Además del trauma, se suma la afectación económica. Al dejar de laborar, no recibe los mismos ingresos y el gasto ha aumentado porque debe utilizar taxis. El miércoles de esta semana, tras más de dos años después de no abordar un bus, tomó uno al salir del hospital.

Téllez cuenta que lo hizo por dos razones: falta de dinero y superar el trauma. Al terminar el recorrido concluyó que su accidente no provocó ningún cambió entre el sector del transporte interurbano de la capital.

Cuando lo vieron en el hospital, le recomendaron amputar las piernas. Bismarck Picado/END“El 23 de abril decidí montarme, lo hice como terapia para eliminar el miedo. Al inicio fue satisfactorio pero al llegar a Altamira todo cambió, el conductor invadió carril, no respetó los semáforos y conducía a exceso de velocidad.

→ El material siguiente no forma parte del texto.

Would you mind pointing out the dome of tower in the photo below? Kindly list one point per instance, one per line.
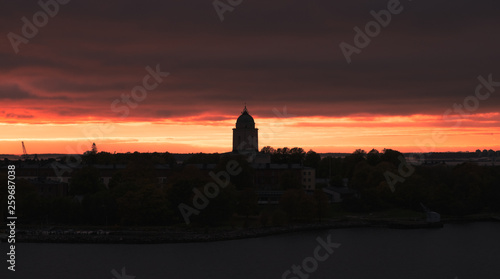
(245, 120)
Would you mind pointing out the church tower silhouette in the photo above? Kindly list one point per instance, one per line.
(245, 135)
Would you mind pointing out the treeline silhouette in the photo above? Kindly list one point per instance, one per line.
(134, 197)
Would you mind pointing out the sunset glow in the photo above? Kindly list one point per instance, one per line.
(83, 69)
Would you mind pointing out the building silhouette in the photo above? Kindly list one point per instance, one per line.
(245, 135)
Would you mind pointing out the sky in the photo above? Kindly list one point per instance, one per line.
(156, 76)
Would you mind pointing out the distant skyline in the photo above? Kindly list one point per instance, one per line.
(70, 77)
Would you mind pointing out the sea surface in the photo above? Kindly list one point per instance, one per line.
(455, 251)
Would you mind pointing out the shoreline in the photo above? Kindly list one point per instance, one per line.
(157, 237)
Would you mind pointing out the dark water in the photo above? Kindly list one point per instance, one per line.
(456, 251)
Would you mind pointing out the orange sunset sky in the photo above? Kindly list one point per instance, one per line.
(413, 88)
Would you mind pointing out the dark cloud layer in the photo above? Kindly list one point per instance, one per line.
(268, 54)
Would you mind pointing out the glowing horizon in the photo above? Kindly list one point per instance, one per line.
(322, 134)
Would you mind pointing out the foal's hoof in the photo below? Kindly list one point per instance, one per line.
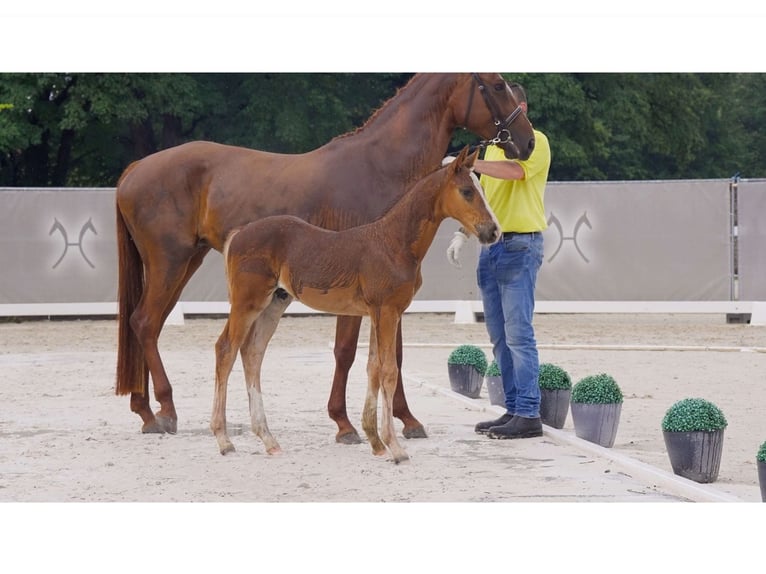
(348, 437)
(227, 449)
(167, 424)
(414, 432)
(152, 428)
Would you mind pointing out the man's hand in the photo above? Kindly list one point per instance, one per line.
(453, 251)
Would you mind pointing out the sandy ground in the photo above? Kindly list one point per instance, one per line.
(65, 436)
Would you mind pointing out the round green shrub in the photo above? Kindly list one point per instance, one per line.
(469, 355)
(599, 389)
(553, 378)
(693, 414)
(761, 456)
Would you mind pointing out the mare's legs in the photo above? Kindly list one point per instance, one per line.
(164, 283)
(383, 331)
(370, 411)
(252, 353)
(346, 338)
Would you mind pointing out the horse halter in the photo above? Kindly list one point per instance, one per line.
(503, 126)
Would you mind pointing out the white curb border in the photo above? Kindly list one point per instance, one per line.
(669, 482)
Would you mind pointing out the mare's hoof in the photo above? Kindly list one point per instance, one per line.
(348, 437)
(167, 424)
(414, 432)
(152, 428)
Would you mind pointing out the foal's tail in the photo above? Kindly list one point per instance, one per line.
(132, 372)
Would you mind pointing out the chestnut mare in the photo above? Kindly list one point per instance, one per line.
(371, 270)
(177, 204)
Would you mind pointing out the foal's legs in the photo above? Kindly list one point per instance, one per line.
(346, 338)
(252, 352)
(164, 283)
(384, 328)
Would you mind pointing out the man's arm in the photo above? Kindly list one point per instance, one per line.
(499, 169)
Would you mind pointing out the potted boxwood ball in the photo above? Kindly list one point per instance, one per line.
(466, 366)
(760, 459)
(596, 406)
(693, 431)
(555, 393)
(494, 382)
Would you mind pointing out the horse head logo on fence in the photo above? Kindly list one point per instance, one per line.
(88, 226)
(554, 222)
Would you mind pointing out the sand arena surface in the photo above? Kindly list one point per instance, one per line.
(67, 437)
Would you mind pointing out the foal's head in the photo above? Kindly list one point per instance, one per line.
(463, 199)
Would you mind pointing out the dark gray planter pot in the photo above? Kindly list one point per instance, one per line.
(695, 455)
(554, 406)
(596, 423)
(465, 380)
(495, 390)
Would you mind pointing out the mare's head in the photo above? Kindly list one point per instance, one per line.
(484, 104)
(463, 199)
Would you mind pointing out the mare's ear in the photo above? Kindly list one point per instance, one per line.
(459, 161)
(472, 158)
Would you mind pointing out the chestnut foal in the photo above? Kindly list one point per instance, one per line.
(371, 270)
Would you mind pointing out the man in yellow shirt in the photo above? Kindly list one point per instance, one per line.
(507, 274)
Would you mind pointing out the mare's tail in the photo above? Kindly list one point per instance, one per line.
(132, 372)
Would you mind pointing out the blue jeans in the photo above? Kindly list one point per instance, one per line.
(506, 275)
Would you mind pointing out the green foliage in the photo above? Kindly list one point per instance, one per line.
(761, 455)
(493, 370)
(552, 377)
(469, 355)
(693, 414)
(85, 128)
(599, 389)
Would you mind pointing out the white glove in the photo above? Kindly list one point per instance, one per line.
(453, 251)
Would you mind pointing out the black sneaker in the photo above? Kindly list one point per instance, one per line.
(483, 427)
(517, 427)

La gente no dijo nada, así como hice yo el día del accidente”.

Detalló que el conductor incurría en infracciones de tránsito pero aun así continuaba, incluso al llegar al puente  a desnivel en Rubenia aceleró y fue tanto, que la velocidad podía sentirla en el pecho.

“Creí que caeríamos al caserío y volvería a vivir lo mismo. Recordé ese 28 de febrero segundo a segundo. Ese día las luces se encendían y se apagaban. La gente gritaba buscando a sus seres queridos, parecía una escena terror. La muchacha que murió iba a mi lado y quedó prensada, como yo…. los conductores siguen haciendo lo mismo, recordé que por la imprudencia de un chofer que se tiró la roja casi muero. Sentí que volvería a pasar por lo mismo”, exclamó.